We are currently working with other states to ensure that the minimum federal enforcement, information gathering, and public access criteria are satisfied. The state of Colorado is one. Since 1994, EPA has sent Colorado a number of letters concerning issues arising under the state's audit privilege and immunity law (S.B. 94-139) and has met with Colorado officials a number of times to try to work out a solution. In fact, I am flying to Colorado in just six days to meet again with state officials. EPA will continue to make every effort to work with Colorado, as with every other state, to find a resolution that accommodates the interests of the state while meeting minimum federal requirements.

I would also like to clear up any confusion that may exist regarding federal enforcement activities in states with audit privilege and immunity laws. Federal laws provide EPA with oversight authority in states where a federal environmental program is implemented by the state pursuant to federal authorization. Federal oversight assures fair and consistent implementation and enforcement of federal environmental laws across the nation. One purpose of federal oversight is to preserve a level economic playing field for law-abiding companies and to protect states that enforce requirements of federal law from being undercut by states that do not. EPA exercises its oversight authority in states with audit privilege and immunity laws as in all other states.

Oversight includes taking action where EPA believes a state's response is not appropriate in a specific case or a state shows a pattern of inadequate enforcement of environmental laws. In rare cases, EPA oversight may take the form of "overfiling." The agency uses the term "overfiling" to refer to those federal actions that are filed after the conclusion of a formal state enforcement action for the same violations that arose out of the same nucleus of operative facts. There are generally three situations where the agency exercises its overfiling authority. EPA overfiles where the state response to a violator or environmental condition fails to protect human health or the environment, fails to deter future violations by a major repeat violator, or fails to protect law-abiding facilities from competitive disadvantage. These principles ensure that the enforcement action is sufficient to protect human health and the environment, deter recalcitrant behavior, and preserve a level economic playing field.

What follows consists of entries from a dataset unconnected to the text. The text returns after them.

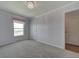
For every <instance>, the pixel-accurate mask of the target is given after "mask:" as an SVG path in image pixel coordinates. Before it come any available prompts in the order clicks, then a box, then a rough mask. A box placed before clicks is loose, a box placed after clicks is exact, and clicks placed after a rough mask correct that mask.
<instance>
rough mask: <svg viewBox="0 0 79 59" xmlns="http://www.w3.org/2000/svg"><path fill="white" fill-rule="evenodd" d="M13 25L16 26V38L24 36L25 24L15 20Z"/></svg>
mask: <svg viewBox="0 0 79 59" xmlns="http://www.w3.org/2000/svg"><path fill="white" fill-rule="evenodd" d="M13 25H14V36H23V35H24V22H23V21H18V20H14V21H13Z"/></svg>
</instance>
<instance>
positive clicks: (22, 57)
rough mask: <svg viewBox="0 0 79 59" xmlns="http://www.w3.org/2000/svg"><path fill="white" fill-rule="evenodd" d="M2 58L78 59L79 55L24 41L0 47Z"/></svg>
mask: <svg viewBox="0 0 79 59" xmlns="http://www.w3.org/2000/svg"><path fill="white" fill-rule="evenodd" d="M0 57H1V58H2V57H3V58H55V57H56V58H58V57H59V58H60V57H61V58H63V57H66V58H67V57H79V54H76V53H74V52H70V51H66V50H62V49H59V48H56V47H52V46H49V45H46V44H42V43H39V42H36V41H33V40H24V41H20V42H17V43H14V44H10V45H7V46H4V47H0Z"/></svg>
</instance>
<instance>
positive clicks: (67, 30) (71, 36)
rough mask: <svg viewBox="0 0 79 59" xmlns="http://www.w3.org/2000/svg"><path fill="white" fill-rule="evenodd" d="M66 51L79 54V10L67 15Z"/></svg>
mask: <svg viewBox="0 0 79 59" xmlns="http://www.w3.org/2000/svg"><path fill="white" fill-rule="evenodd" d="M65 49H67V50H70V51H73V52H77V53H79V10H76V11H72V12H67V13H66V14H65Z"/></svg>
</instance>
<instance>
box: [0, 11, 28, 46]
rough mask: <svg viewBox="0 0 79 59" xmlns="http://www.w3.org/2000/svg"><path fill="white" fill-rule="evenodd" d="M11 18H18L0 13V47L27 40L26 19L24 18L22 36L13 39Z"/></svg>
mask: <svg viewBox="0 0 79 59" xmlns="http://www.w3.org/2000/svg"><path fill="white" fill-rule="evenodd" d="M12 16H18V15H15V14H12V13H8V12H5V11H0V45H4V44H9V43H12V42H16V41H18V40H24V39H28V19H27V18H25V20H26V21H25V29H24V30H25V31H24V34H25V35H24V36H18V37H14V34H13V20H12V18H11V17H12Z"/></svg>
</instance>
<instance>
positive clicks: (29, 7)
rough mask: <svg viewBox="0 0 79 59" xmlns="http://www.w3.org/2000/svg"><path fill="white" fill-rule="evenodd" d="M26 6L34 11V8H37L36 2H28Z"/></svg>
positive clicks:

EPA has not brought, and will not bring, enforcement actions against companies merely because they take advantage of state audit privilege and immunity laws. To the extent violations revealed through an audit and disclosed under a state audit privilege and immunity law continue to be inadequately addressed, however, the agency may legitimately take action.

III. Conclusion
In conclusion, I believe that in working with the states in the context of state audit privilege and immunity laws, EPA is performing its statutory mission. The agency supports state efforts to promote compliance and innovation, but must at the same time ensure that states retain minimum enforcement and information gathering authority and that the public has access to information as authorized under federal law. These authorities accommodate the interests of all--businesses; citizens; local, state, and federal regulators; and law enforcement officials--and help to ensure a level economic playing field for law-abiding companies nationwide. EPA values its partnership with the states in striving to achieve our mutual goal of protecting human health and the environment, and I believe that EPA is making every effort to work with the states to accommodate their interests while assuring that minimum federal requirements are met.

Thank you again for the opportunity to testify before your Subcommittee. I would be happy to answer any questions.